Many friends and family had spoken to me, trying to convince me to go ahead with the transplant. To a degree, they had all succeeded. However, in the end, it was the loss of a man who had worked so hard to get me on that list. Who no matter how sick I was, he took great delight in taunting me about accidentally shaving off my beard. A man who I had respected my entire adult life. I couldn’t refuse it, not now. I couldn’t make a mockery of his life by refusing my one and only second chance, not after the effort he had put into keeping me alive. I took a deep breath and dialled another number, the phone was answered on the first ring.
“It’s time to go.”

Beep… Beep… Beep…
The machine kept a steady rhythm, it wasn’t going to be the next big summer dance track. Still, it was one I was happy to hear, it let me know I was alive, I had made it through the surgery, and I was slowly regaining consciousness. Unfortunately, I soon realised regaining consciousness after having your lungs ripped out and new ones shoved in, is probably only marginally better than being sodomised by an angry bear wearing a pine cone prophylactic. Pain tore through my body, everywhere hurt and the places that didn’t hurt felt weaker than an anti-vaxxers argument against science. I opened my eyes to see my family surrounding me. As they noticed my eyes open, I saw their look of concern be washed away by joyful relief. They had been fretting, waiting by the phone, from the moment I was wheeled into the operating theatre, till the time the surgeon called 10 hours later to tell them it had all gone well. They tried to talk to me, but the tube coming out of my mouth from my lungs was making conversation difficult, well, that and the copious amount of drugs the hospital had me on.

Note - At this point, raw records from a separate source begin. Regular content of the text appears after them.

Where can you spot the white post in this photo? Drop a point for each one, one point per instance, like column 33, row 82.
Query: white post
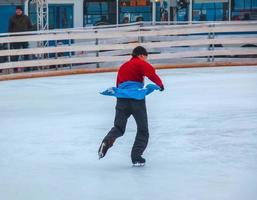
column 117, row 12
column 229, row 10
column 154, row 12
column 190, row 11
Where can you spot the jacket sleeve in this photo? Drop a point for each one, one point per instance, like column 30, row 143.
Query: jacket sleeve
column 149, row 72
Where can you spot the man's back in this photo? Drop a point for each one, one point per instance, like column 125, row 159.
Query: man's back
column 135, row 70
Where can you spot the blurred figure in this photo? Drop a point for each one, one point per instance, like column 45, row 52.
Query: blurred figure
column 246, row 16
column 125, row 20
column 102, row 21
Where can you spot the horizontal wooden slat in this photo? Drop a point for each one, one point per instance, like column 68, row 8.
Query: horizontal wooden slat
column 79, row 60
column 117, row 34
column 102, row 47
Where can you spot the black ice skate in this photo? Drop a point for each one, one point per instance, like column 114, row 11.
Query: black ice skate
column 138, row 162
column 105, row 145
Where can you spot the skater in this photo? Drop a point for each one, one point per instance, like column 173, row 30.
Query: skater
column 131, row 101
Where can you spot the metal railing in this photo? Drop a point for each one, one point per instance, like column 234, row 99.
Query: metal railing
column 105, row 46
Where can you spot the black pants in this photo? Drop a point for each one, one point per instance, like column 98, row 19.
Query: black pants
column 136, row 108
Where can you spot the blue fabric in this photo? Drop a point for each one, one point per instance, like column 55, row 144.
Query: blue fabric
column 131, row 90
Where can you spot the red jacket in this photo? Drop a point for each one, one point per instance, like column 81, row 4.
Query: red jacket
column 135, row 69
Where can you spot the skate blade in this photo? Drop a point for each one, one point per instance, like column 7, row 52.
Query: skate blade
column 100, row 153
column 138, row 165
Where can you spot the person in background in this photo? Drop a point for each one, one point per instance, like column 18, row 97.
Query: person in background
column 19, row 23
column 130, row 93
column 125, row 20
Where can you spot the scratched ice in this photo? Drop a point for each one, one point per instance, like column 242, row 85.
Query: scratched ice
column 203, row 139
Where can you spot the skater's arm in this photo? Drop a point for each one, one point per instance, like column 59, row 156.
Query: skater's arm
column 149, row 72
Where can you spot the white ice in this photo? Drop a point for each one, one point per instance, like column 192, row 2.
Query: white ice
column 203, row 139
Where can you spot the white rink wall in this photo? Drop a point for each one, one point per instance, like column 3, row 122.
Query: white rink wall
column 203, row 139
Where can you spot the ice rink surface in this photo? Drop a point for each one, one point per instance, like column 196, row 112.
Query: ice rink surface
column 203, row 139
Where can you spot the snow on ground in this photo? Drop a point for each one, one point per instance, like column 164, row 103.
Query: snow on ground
column 203, row 139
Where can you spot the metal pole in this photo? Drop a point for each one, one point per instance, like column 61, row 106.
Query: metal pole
column 229, row 10
column 154, row 12
column 190, row 11
column 117, row 12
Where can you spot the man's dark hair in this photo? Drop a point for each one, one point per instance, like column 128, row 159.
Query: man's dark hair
column 139, row 51
column 19, row 8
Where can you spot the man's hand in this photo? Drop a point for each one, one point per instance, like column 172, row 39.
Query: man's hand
column 161, row 88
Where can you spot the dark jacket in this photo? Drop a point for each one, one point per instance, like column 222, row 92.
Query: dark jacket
column 19, row 23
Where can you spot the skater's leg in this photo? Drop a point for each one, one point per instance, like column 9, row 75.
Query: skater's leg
column 142, row 136
column 121, row 118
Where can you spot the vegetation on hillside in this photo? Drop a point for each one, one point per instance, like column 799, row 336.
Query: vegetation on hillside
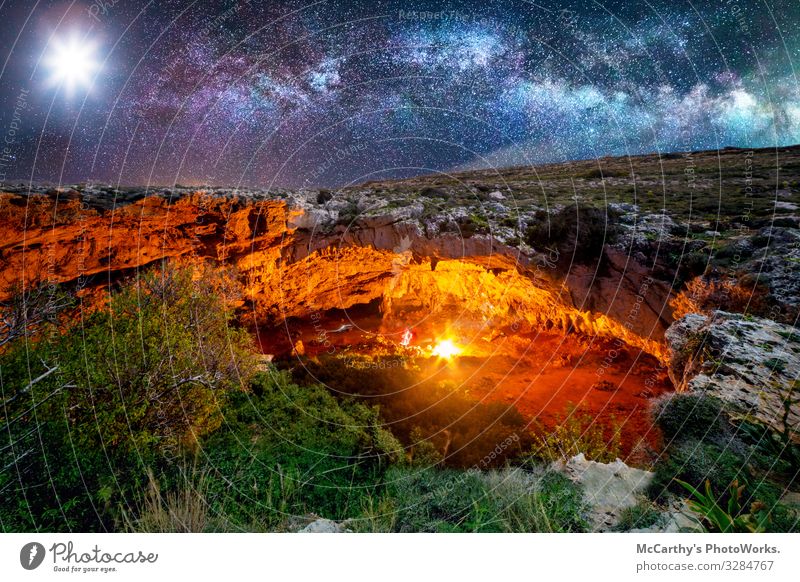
column 154, row 413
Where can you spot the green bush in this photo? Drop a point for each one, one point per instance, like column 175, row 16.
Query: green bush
column 691, row 416
column 577, row 432
column 88, row 409
column 288, row 450
column 574, row 231
column 435, row 500
column 642, row 515
column 694, row 462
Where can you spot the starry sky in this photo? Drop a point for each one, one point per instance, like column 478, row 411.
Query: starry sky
column 324, row 93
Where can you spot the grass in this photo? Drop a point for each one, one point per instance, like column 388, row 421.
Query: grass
column 435, row 500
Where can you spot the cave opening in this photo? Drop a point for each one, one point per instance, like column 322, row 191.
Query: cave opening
column 465, row 357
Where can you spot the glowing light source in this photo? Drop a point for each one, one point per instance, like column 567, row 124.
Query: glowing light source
column 446, row 349
column 72, row 63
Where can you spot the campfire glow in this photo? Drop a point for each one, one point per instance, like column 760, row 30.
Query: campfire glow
column 446, row 349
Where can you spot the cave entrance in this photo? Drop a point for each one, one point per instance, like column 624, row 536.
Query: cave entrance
column 542, row 375
column 454, row 349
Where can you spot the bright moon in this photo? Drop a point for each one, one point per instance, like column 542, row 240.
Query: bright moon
column 72, row 63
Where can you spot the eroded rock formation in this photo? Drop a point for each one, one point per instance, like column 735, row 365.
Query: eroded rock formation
column 293, row 261
column 747, row 362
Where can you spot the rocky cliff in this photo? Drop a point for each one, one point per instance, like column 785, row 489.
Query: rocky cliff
column 300, row 253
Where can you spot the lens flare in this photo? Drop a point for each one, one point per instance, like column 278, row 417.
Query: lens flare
column 446, row 349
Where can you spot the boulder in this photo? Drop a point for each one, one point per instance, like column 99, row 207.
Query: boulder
column 608, row 487
column 749, row 363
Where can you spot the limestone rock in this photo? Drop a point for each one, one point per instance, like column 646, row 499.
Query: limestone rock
column 746, row 362
column 608, row 487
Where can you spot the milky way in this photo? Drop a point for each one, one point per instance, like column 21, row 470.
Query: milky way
column 329, row 93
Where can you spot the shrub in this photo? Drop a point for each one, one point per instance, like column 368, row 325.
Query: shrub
column 88, row 409
column 434, row 500
column 691, row 416
column 575, row 231
column 695, row 462
column 287, row 450
column 640, row 516
column 577, row 432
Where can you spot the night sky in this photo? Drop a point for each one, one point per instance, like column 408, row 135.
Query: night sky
column 326, row 93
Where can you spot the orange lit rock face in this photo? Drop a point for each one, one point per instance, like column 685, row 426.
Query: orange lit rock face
column 473, row 285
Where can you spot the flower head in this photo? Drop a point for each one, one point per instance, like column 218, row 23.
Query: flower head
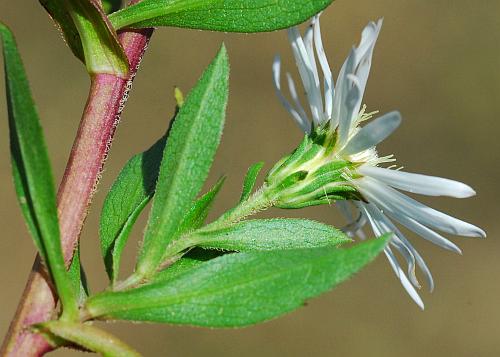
column 338, row 160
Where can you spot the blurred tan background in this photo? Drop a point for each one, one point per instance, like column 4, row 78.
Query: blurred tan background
column 436, row 61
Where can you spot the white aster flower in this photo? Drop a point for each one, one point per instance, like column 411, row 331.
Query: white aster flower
column 338, row 108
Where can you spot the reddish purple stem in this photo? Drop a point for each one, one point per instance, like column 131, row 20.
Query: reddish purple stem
column 107, row 97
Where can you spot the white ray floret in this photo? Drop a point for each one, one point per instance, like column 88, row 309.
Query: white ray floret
column 340, row 106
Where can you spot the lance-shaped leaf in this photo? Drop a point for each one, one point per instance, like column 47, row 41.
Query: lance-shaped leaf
column 238, row 289
column 32, row 171
column 249, row 182
column 128, row 196
column 187, row 158
column 89, row 337
column 272, row 234
column 219, row 15
column 110, row 6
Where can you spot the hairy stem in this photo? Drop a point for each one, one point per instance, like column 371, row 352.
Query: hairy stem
column 105, row 103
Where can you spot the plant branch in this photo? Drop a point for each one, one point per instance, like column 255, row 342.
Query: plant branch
column 107, row 98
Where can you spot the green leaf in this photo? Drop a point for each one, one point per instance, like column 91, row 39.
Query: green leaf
column 219, row 15
column 88, row 337
column 200, row 208
column 102, row 49
column 32, row 171
column 57, row 10
column 188, row 156
column 273, row 234
column 250, row 178
column 110, row 6
column 128, row 196
column 238, row 289
column 193, row 259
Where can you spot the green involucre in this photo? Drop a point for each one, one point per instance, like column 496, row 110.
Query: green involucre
column 219, row 15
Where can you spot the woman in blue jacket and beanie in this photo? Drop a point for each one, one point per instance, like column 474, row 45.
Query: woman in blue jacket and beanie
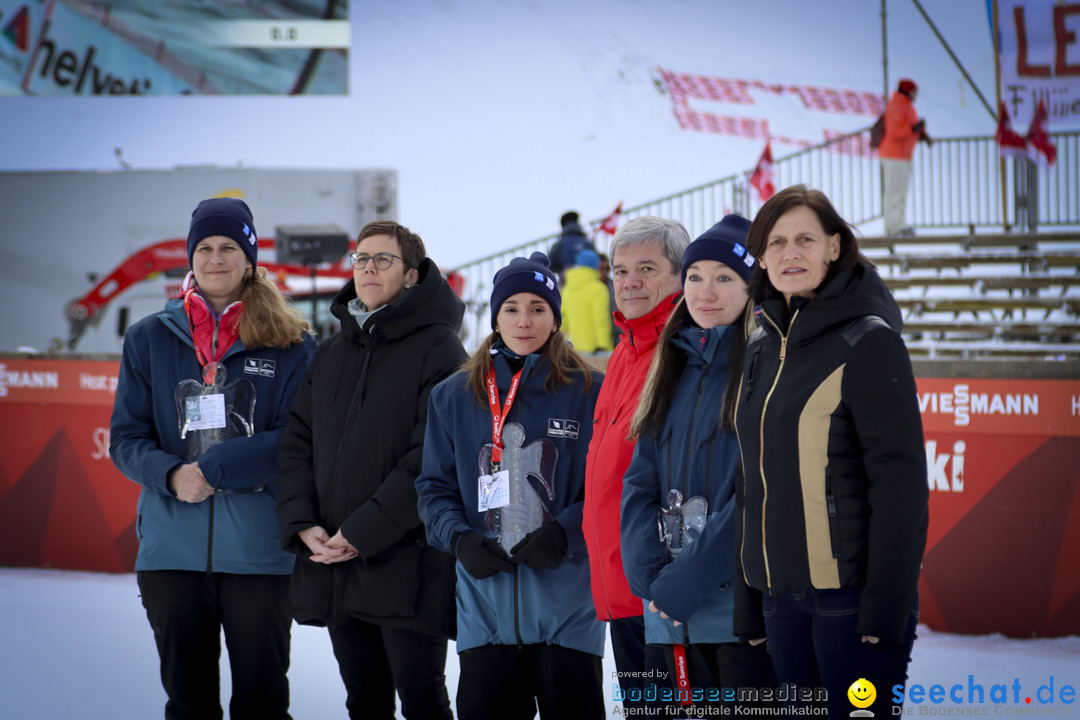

They decided to leave promising to return later that day or tomorrow, as they left I allowed my head to fall back, my eyes stared blankly at the ceiling, a volley of thoughts began to crash through my mind, like an angry sea that harbingers a violent storm. “What have I done? I can’t handle this, I don’t want this, take it back!” Over and over again, I felt despair begin to wash over me, the decision I had felt so sure of just two weeks ago, now felt like a monumental mistake. An error in judgement on everyone’s behalf, how could we not see that I couldn’t handle this, there must have been a mistake in the paperwork. The darkness threatened to overwhelm me, and as I started to let it swallow me, I saw a brief shining of light, like the early morning sun rays after a night of terror. I thought about how my family looked at me 10 minutes ago, they were here for me, they loved me, they wanted me to live. “I will get through this for them, I will get through this for me,” I decided.